定量調査において、調査票の質問に対する回答方式には、下図のように、与えられた選択肢の中から当てはまるものを回答してもらう『選択回答』と、文字通り、質問に対して自由に回答してもらう『自由回答』の2つに大きく分類できます。『選択回答』には、当てはまるものを1つだけ選択してもらう「単数回答」、当てはまるものをいくつでも回答してもらう「複数回答」があり、『自由回答』には、文章や言葉で回答してもらう「文字回答」、数字で回答してもらう「数量回答」があります。
図1 回答方式の種類
調査票の質問文と回答方式は、前編で紹介した「尺度」を十分考慮しながら作成する必要がありますが、それらの例をいくつか紹介します。
◆選択回答法の例1.選択回答法(単数回答)と名義尺度下記の調査票の一番目は、調査対象者に2つの選択肢の中から当てはまるものを回答してもらう「二項選択」の回答方式で、二番目は3つ以上の選択肢の中から当てはまるものを回答してもらう「多項選択」の回答方式です。いずれも順序や間隔が認められない名義尺度です。
図2 選択回答法(単数回答)と名義尺度
2.選択回答法(単数回答)と間隔尺度
下記の調査票は選択肢の中から、当てはまる年収を回答してもらうもので、その選択肢は間隔尺度です。選択肢がそれぞれ等間隔となっているのがポイントで、その後の集計時に、名義尺度などに比べて平均値などの演算が活用できるようになります。
図3 選択回答法(単数回答)と間隔尺度
3.間隔尺度(中央あり/中央なしの場合)
下記の調査票の選択肢も間隔尺度ですが、一番目の選択肢には中央(5つのうち3番目が中央)があり、二番目には回答選択肢には中央がない場合の例です。
図4 間隔尺度
4.選択回答法(複数回答)と名義尺度
下記の調査票の選択肢は名義尺度ですが、一番目の調査票の選択肢は当てはまるものをいくつでも回答できる「無制限方式」で、二番目の調査票の選択肢は回答を3つまでに制限したものです(「制限方式」)。このような質問の場合は多くの回答が挙げられる可能性があり、その後の集計結果が理解し難くなるので、制限をつけた方が適切かと思います。
図5 選択回答法(複数回答)と名義尺度
5.選択回答法(複数回答から単数回答に絞り込む)と名義尺度
下記の回答方式は、少しテクニカルではありますが、まず調査対象者にいくつか候補を挙げさせて、一つに絞らせる方法です。この方式によってその人が考える最大の理由を導きやすくなります。

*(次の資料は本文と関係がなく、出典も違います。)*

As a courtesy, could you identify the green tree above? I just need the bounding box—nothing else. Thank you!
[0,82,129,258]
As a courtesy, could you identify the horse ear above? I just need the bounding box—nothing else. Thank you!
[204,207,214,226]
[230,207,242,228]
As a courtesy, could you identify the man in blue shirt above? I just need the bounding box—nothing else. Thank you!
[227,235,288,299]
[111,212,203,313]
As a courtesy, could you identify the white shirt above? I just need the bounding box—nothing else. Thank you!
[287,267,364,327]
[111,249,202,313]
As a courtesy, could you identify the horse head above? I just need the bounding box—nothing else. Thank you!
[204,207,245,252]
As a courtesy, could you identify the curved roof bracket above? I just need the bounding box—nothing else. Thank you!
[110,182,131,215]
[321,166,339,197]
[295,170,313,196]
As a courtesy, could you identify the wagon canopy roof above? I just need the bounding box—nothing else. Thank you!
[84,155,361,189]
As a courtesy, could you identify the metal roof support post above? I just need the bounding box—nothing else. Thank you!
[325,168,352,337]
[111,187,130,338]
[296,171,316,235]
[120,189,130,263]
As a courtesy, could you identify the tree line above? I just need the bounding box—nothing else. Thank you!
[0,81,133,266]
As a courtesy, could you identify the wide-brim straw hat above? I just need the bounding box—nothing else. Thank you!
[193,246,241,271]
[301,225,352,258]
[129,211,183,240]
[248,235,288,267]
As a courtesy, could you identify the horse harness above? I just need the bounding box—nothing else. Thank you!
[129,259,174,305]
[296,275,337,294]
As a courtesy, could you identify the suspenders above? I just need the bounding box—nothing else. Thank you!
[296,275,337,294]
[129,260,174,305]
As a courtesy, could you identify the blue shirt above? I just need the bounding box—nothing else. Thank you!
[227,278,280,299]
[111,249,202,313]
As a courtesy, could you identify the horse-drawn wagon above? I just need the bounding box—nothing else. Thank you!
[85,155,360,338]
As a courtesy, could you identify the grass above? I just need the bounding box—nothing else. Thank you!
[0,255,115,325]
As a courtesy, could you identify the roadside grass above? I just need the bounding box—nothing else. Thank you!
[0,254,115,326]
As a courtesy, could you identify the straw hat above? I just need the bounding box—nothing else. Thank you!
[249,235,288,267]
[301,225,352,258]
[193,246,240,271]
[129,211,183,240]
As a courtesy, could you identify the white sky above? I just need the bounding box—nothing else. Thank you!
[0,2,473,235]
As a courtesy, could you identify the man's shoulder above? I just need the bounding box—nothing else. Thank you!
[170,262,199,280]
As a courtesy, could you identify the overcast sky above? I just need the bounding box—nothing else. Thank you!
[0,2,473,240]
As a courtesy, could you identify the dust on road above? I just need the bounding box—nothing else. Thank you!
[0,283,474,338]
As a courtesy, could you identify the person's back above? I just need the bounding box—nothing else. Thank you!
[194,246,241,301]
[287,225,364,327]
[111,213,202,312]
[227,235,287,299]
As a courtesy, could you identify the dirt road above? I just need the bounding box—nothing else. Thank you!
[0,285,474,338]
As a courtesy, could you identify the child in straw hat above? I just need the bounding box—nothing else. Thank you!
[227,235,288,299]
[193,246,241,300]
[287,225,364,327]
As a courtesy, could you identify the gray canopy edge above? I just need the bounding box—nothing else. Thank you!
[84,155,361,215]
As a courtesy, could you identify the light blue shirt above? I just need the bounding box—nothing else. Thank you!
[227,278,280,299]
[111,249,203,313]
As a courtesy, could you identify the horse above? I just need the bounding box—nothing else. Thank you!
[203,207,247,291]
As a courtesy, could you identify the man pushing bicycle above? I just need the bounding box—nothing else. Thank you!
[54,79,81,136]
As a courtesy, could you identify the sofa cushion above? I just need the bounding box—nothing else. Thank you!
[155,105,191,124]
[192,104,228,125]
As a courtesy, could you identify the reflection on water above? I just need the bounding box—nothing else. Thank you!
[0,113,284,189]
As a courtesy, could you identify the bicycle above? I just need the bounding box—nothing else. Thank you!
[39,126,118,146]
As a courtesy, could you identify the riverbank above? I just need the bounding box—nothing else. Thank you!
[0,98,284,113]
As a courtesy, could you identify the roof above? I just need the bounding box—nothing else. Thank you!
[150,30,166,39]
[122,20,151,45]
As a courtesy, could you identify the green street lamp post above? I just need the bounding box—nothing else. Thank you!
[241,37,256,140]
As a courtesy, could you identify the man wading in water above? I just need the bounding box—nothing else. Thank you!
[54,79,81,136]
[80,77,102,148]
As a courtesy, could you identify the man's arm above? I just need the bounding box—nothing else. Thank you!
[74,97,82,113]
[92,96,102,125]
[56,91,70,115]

図6 選択回答法(複数回答から単数回答に絞り込む)と名義尺度
◆自由回答法の例1.数量回答と順序尺度
下の2つは、全てを順位付ける完全順位方式、一部の順位を付ける一部順位方式とその回答方式は若干異なりますが、どちらも順序尺度の例です。
図7 数量回答と順序尺度①
図8 数量回答と順序尺度②
2.数量回答と比尺度/文字回答と名義尺度
下記、一番目の調査票は、数値で回答するものであり、そのまま比尺度となります。二番目の調査票の回答方式は文字回答ですが、これは回答結果が同じもの同士を分類し、アフターコーディング(挙げられた項目が全体の何パーセントとして集計)することで名義尺度として集計することができます。
図9 数量回答と比尺度&文字回答と名義尺度
こうした尺度も万能ではないので、選択肢の設定は慎重に行われるべきです。そこで尺度と選択肢に関する留意点を以下に紹介します。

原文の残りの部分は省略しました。